如果说鸡蛋土豆饼的味道是炽热燃情的,甜酒年糕的味道就是细水长流的,痴恋而缠绵,仿佛酝酿了一千年的深情。不声不响又极度温柔懒倦地依偎过来,就像打碎了一只陈年酒坛,酒精在夕阳下蒸发,只余空气中的一点甜味。甜酒,在徽州也唤作酒酿,酒糟。做甜酒是每家每户的女人必备的技能,过年前就要备齐材料。一只皂色的酒瓮里盛满了洁白的糯米,外头裹上厚实的棉被,放在温暖的火桶里等酵母发酵,就像盼新生儿一样盼望着,终于,酵母温柔地浮上来,米酒散发出甘甜的酒香,“甜酒”就大功告成了。低头轻抿一口,不由得让人感叹:“还是自家酿的酒最清甜!”这样的好手艺,母亲教给女儿,女儿嫁了人又教给新的女儿,就这样一代代传下去,就像新安江的水波一样,渊远流长,昼夜不息,奔流到底。
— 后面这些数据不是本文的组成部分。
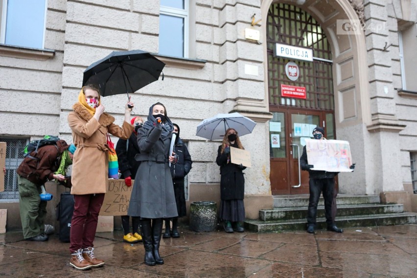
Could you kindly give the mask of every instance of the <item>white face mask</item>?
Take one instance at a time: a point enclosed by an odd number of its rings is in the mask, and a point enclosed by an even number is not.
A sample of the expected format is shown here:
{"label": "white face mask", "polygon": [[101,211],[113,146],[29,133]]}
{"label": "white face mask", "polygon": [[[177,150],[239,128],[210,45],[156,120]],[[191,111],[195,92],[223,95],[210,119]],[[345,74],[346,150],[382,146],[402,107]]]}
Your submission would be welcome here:
{"label": "white face mask", "polygon": [[98,106],[98,101],[95,99],[86,99],[87,104],[92,108],[95,108]]}

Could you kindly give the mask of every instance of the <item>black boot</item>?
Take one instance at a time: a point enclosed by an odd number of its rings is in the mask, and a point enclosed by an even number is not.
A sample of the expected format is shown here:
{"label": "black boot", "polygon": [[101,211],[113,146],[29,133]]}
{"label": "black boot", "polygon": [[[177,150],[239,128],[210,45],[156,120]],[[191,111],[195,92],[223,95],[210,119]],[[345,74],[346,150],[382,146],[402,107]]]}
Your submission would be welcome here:
{"label": "black boot", "polygon": [[151,227],[151,219],[141,219],[140,232],[142,232],[142,240],[145,248],[145,263],[148,265],[156,264],[154,254],[152,252],[152,229]]}
{"label": "black boot", "polygon": [[152,247],[155,262],[157,264],[163,264],[163,260],[159,255],[159,244],[162,235],[162,218],[152,219]]}
{"label": "black boot", "polygon": [[171,232],[169,231],[169,219],[165,220],[165,233],[162,236],[164,238],[171,237]]}
{"label": "black boot", "polygon": [[172,232],[171,235],[173,237],[179,237],[180,233],[178,233],[178,217],[172,218]]}

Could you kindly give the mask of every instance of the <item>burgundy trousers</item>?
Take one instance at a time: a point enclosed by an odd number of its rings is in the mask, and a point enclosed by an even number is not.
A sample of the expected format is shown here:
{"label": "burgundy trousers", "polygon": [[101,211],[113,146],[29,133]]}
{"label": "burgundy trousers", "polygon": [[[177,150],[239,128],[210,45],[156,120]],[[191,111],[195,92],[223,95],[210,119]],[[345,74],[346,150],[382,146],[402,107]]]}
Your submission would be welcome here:
{"label": "burgundy trousers", "polygon": [[81,248],[93,247],[98,213],[104,200],[104,193],[74,195],[74,200],[70,232],[71,254]]}

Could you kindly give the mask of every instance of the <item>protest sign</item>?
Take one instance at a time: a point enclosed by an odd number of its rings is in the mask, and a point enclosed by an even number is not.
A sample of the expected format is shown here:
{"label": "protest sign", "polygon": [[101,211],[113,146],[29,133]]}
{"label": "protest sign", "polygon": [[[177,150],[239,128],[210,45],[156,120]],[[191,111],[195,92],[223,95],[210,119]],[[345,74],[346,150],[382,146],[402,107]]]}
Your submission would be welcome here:
{"label": "protest sign", "polygon": [[0,192],[4,191],[4,172],[6,165],[6,143],[0,142]]}
{"label": "protest sign", "polygon": [[230,159],[232,163],[251,168],[251,153],[247,150],[231,147]]}
{"label": "protest sign", "polygon": [[[132,180],[132,184],[134,181]],[[100,215],[127,215],[132,188],[126,185],[124,179],[109,179]]]}
{"label": "protest sign", "polygon": [[7,210],[0,210],[0,234],[6,233],[6,222],[7,220]]}
{"label": "protest sign", "polygon": [[312,170],[351,172],[350,147],[347,141],[306,139],[305,149]]}

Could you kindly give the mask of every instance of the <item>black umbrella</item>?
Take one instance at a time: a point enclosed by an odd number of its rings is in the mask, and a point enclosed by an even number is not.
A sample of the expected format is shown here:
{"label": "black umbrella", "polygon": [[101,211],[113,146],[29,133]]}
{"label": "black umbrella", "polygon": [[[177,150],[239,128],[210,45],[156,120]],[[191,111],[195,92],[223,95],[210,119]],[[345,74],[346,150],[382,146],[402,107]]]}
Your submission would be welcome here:
{"label": "black umbrella", "polygon": [[129,93],[158,80],[164,66],[142,50],[113,51],[85,70],[83,86],[96,84],[103,97],[126,93],[129,97]]}

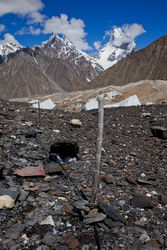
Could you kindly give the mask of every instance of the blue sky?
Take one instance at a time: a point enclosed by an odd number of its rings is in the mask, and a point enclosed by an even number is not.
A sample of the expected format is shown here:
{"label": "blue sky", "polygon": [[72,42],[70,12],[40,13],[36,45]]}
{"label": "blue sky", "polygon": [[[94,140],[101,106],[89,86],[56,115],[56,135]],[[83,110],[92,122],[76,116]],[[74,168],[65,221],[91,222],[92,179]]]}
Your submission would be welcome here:
{"label": "blue sky", "polygon": [[146,47],[167,34],[166,0],[0,0],[0,43],[41,44],[51,32],[95,52],[114,28]]}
以前那江南水乡的古道边,酒馆饭馆的马头墙下总会站着一口大缸,缸里盛得是比蜜还甜的酒。清晨穿红着绿的小妇人俏生生立在墙下,看见撑着小船要去跑码头的十三四岁少年郎,就用柔柔的嗓音唤他们“谁家的小官?吃完酒再走!吃烧酒还是甜酒?”船上的少年就会涨红了脸扯着嗓子喊:“小伢才要得甜酒!我是个大人啦!”但最终还是败在女子弯弯的笑眼里,竹篙将船一撑就跳下来。接过满得差点溢出来的甜酒,那甜酒里必还卧了两个甜水鸡蛋。在甜酒里打上鸡蛋,是最古早的吃法。鸡蛋的滑腻水润和甜酒的绵长沉郁撞在一起,就是一个能够醉死人的拥抱。
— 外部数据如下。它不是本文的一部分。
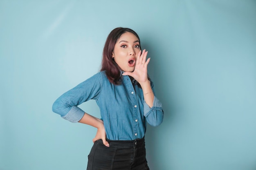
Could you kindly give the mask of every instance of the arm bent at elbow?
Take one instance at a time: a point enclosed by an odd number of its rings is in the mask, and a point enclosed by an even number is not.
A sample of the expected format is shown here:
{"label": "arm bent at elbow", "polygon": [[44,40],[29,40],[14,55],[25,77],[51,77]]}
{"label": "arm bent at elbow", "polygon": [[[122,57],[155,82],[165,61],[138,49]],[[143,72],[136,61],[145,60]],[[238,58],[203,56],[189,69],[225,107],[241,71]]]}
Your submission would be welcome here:
{"label": "arm bent at elbow", "polygon": [[162,104],[155,96],[152,108],[144,103],[144,113],[147,122],[152,126],[158,126],[163,122],[164,111],[162,108]]}

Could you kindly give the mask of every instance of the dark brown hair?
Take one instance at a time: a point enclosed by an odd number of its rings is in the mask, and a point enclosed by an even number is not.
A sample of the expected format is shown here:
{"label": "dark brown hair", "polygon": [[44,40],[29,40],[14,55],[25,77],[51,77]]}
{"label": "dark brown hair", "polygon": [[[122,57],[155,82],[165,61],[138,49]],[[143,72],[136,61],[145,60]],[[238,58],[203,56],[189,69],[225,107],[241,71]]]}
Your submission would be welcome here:
{"label": "dark brown hair", "polygon": [[114,29],[110,33],[103,49],[101,71],[105,71],[108,78],[114,84],[120,84],[119,79],[121,73],[120,67],[112,59],[112,53],[117,40],[123,34],[128,32],[134,34],[138,38],[140,44],[139,35],[134,31],[127,28],[118,27]]}

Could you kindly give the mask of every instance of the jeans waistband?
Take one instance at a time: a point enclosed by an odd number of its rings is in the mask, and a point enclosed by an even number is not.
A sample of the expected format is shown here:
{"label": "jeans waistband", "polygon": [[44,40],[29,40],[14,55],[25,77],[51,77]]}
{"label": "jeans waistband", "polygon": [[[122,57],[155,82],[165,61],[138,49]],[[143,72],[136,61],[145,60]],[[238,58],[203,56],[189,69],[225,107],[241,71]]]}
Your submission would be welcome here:
{"label": "jeans waistband", "polygon": [[[141,139],[137,139],[132,140],[112,140],[106,139],[107,141],[109,144],[110,147],[115,147],[117,148],[132,148],[137,147],[140,146],[144,146],[145,145],[145,139],[144,137]],[[100,139],[99,140],[100,143],[103,144],[102,140]]]}

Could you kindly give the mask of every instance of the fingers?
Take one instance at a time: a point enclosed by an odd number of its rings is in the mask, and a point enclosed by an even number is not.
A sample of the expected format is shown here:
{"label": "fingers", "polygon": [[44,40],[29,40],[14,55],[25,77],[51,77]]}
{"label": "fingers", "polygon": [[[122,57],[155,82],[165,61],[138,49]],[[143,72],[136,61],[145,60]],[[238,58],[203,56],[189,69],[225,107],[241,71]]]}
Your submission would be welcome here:
{"label": "fingers", "polygon": [[146,61],[146,59],[147,58],[147,55],[148,55],[148,51],[146,51],[146,49],[144,49],[141,52],[141,51],[138,54],[138,57],[137,58],[137,60],[138,61],[138,64],[145,64]]}
{"label": "fingers", "polygon": [[108,144],[108,141],[106,141],[106,139],[102,139],[102,141],[103,142],[103,144],[104,144],[104,145],[107,146],[107,147],[109,147],[109,144]]}

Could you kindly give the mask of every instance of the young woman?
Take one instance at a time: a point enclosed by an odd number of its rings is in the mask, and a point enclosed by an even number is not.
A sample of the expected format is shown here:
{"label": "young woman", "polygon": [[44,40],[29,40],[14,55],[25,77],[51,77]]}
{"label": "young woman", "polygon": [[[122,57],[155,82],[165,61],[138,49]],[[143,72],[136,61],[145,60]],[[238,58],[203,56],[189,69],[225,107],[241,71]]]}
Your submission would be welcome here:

武汉人在夏天的傍晚喝甜酒,是为了避暑气,徽州人在冬天的清晨吃甜酒,是为了去寒凉,滚烫的一碗酒吃下去,从头到脚整个身子都舒展了。给过完年就要去跑码头的孩子吃一碗,再多往碗里打个鸡蛋,临走时给他带上三条绳。行囊坏了可以用那绳系上,走投无路时便用那绳上吊,“出门身带三根绳,万事不求人。”徽州人多地少,多丘陵山地,只靠耕种是无法养家糊口的。“前世不修今世修,苏杭不生生徽州。”,多少人泪别父母妻子,抱着“不成功,便成仁”的期望投身商海。“十三四岁少年时,告别亲人跑码头。”,谈起徽州,都会说徽商是天下第一大商,徽州人精明肯干,徽州十八里乡繁华若锦,又有谁能知道少年郎背后的心酸和思乡情?临行的时候喝一碗家乡的甜酒,饮尽最后一点温柔,未长成的雏鸟就扑向了那狂风海浪。

“徽州徽州梦徽州,多少牵挂在心头,句句乡音阵阵愁。”在外的游子在西风黄沙里怀念的是家乡的白墙青瓦古道口,新安江水万古愁,江南折过的花,江北饮过的马。风霜雨雪里贪恋着母亲温暖的手,仿佛还是清晨缩在自家的被窝里,母亲掀起被子,轻轻地唤:“吃天光喽!”然后含泪笑着在梦里醒来。“前世不修来世修,来世还要生徽州。”不管世界有多宽大,在外的旅人心心念念的永远是那片山水和活在山水中的人,和一句乡音,一声“你家来啦”。第一场雪一落,就到了游子归家的时候。出去时身无长物,过年时衣锦还乡也罢,两手空空也罢,都该回家了。大年初一在鞭炮隆隆里醒来,入手便是母亲递来的盛满甜酒的碗,甜酒里滚着自家做的年糕和小圆子,年糕片得很薄,圆子掺了桂花的香气,碗里散落几枚鸽血红的枸杞,一碗灌下去,滚滚热气就从胸膛爬遍了全身。新年的第一顿天光,不仅是许愿岁月和美、新年新貌,同时还是平凡人家对一家人能够身体康健、天长地久的一点念想。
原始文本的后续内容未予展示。